Martin Luther University of Halle-Wittenberg


Martin Luther University of Halle-Wittenberg, also referred to as MLU, is a public, research-oriented university in the cities of Halle and Wittenberg in the State of Saxony-Anhalt, Germany. MLU offers German and international courses leading to academic degrees such as BA, BSc, MA, MSc, doctoral degrees and Habilitation.
The university was created in 1817 through the merger of the University of Wittenberg and the University of Halle. The university is named after the Protestant reformer Martin Luther, who was a professor in Wittenberg. Today, the university itself is located in Halle, while the Leucorea Foundation in Wittenberg serves as MLU's convention centre for seminars as well as for academic and political conferences. Both Halle and Wittenberg are about one hour from Berlin via the Berlin–Halle railway, which offers Intercity-Express trains.

History

The University of Wittenberg was founded in 1502 by Frederick the Wise, Elector of Saxony, as the Renaissance was becoming more and more popular. The foundation of the university was heavily criticized, especially when the Ninety-five Theses reached Albert of Brandenburg, the Archbishop of Mainz. Ecclesiastically speaking, the Electorate of Saxony was subordinate to Albert. He criticized the elector for Luther's theses, viewing the recently founded university as a breeding ground for heretical ideas. Under the influence of Philipp Melanchthon, building on the works of Martin Luther, the university became a centre of the Protestant Reformation, even incorporating, at one point in time, Luther's house in Wittenberg, the Lutherhaus, as part of the campus. Notable alumni include George Müller, Georg Joachim Rheticus and – in fiction – William Shakespeare's Prince Hamlet and Horatio and Christopher Marlowe's Doctor Faustus.
The University of Halle was founded in 1694 by Frederick III, Elector of Brandenburg, who became Frederick I, King in Prussia, in 1701.
In the late 17th century and early 18th century, Halle became a centre for Pietism within Prussia.
In the 17th and 18th centuries, the universities were centers of the German Enlightenment. Christian Wolff was an important proponent of rationalism. He influenced many German scholars, such as Immanuel Kant. Christian Thomasius was at the same time the first philosopher in Germany to hold his lectures not in Latin, but German. He contributed to a rational programme in philosophy but also tried to establish a more common-sense point of view, which was aimed against the unquestioned superiority of aristocracy and theology.
The institutionalisation of the local language as the language of instruction, the prioritisation of rationalism over religious orthodoxy, new modes of teaching, and the ceding of control over their work to the professors themselves, were among various innovations which characterised the University of Halle, and have led to its being referred to as the first "modern" university, whose liberalism was adopted by the University of Göttingen about a generation later, and subsequently by other German and then most North American universities.
The University of Wittenberg was closed in 1813 during the Napoleonic Wars.
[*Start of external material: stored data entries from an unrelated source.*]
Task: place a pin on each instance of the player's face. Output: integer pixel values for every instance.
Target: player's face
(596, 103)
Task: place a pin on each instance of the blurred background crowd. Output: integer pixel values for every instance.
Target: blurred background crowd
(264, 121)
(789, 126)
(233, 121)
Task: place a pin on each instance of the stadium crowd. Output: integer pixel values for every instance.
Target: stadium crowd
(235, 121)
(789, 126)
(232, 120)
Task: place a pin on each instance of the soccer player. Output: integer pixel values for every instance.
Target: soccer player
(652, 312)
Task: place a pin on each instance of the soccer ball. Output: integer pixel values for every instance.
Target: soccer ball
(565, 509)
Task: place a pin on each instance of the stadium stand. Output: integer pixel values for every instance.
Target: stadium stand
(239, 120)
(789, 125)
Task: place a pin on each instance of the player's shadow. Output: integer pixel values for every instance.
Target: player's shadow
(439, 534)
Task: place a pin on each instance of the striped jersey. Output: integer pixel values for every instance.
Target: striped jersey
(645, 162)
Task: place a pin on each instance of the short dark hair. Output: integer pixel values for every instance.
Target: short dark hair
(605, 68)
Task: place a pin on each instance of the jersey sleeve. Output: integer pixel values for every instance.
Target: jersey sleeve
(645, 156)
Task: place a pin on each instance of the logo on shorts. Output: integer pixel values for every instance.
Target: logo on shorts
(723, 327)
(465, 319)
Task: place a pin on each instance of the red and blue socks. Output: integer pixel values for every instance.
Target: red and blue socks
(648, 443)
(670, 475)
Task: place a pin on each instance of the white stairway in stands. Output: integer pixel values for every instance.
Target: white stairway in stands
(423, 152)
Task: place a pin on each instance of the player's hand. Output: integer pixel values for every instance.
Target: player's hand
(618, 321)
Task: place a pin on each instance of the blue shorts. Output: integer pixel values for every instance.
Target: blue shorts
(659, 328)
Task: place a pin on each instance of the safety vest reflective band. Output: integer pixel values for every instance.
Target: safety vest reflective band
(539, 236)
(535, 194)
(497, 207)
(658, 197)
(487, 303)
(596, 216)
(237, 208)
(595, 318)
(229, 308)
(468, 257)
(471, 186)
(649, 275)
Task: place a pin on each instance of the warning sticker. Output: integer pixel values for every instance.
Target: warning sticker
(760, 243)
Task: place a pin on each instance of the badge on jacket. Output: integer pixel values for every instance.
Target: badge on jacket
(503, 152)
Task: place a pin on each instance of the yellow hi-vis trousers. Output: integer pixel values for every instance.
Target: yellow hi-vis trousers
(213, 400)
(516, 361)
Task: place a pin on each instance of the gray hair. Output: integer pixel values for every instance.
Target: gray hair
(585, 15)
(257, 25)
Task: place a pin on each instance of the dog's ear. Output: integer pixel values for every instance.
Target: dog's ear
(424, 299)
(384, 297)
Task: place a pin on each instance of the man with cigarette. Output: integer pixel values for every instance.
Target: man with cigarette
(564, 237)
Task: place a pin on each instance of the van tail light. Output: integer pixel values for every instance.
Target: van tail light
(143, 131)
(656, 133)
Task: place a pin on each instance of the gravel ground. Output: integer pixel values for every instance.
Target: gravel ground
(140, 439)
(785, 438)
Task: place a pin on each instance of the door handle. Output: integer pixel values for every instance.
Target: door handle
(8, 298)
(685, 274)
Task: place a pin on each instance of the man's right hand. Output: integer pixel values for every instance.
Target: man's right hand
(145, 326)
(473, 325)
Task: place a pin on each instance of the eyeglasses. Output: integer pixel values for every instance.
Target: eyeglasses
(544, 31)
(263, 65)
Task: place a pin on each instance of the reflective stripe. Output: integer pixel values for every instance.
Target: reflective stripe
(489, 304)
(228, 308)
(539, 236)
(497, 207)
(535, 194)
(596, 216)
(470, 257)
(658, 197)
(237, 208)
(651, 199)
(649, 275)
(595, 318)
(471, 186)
The town of Wittenberg was granted to Prussia in the Congress of Vienna in 1815, and the university was then merged with the Prussian University of Halle in 1817. It took its present name on 10 November 1933.

Nazi period

More than a dozen professors were expelled. Others were shifted to Halle-Wittenberg from universities regarded as "better" at the time, which led to the university being called an academic Vorkuta – after the largest center of the Gulag camps in European Russia).

Faculties

Following the continental European academic tradition, MLU has 9 faculties, regrouping academic staff and students according to their field of studies :
MLU is enclosed by a variety of research institutions, which have either institutional or personal links with the university or cooperate occasionally in their respective fields of studies:
Even though MLU is an academic, research oriented institution, not an academy of music or conservatory, the university has an academic orchestra, founded in 1779, and a rather prestigious choir, founded in 1950, which together constitute the so-called Collegium musicum. Members are mostly gifted students of all faculties, but also academic staff and alumni. The university choir regularly performs at the international Handel Festival in George Frideric Handel’s birthplace, Halle.

Partner universities

MLU has many international partner universities, including:
Given the history and reputation of the Martin Luther University of Halle-Wittenberg, numerous notable personalities attended the institution, such as Nobel laureates Emil Adolf von Behring, Gustav Ludwig Hertz, Hermann Staudinger and Karl Ziegler, as well as Anton Wilhelm Amo, Dorothea Erxleben, Henry Melchior Muhlenberg, the Patriarch of the Lutheran Church in America, and his son, Frederick Muhlenberg, and Hans Dietrich Genscher.

Cultural references

University of Wittenberg is the alma mater of Prince Hamlet in William Shakespeare's play Hamlet and Christopher Marlowe's Doctor Faustus.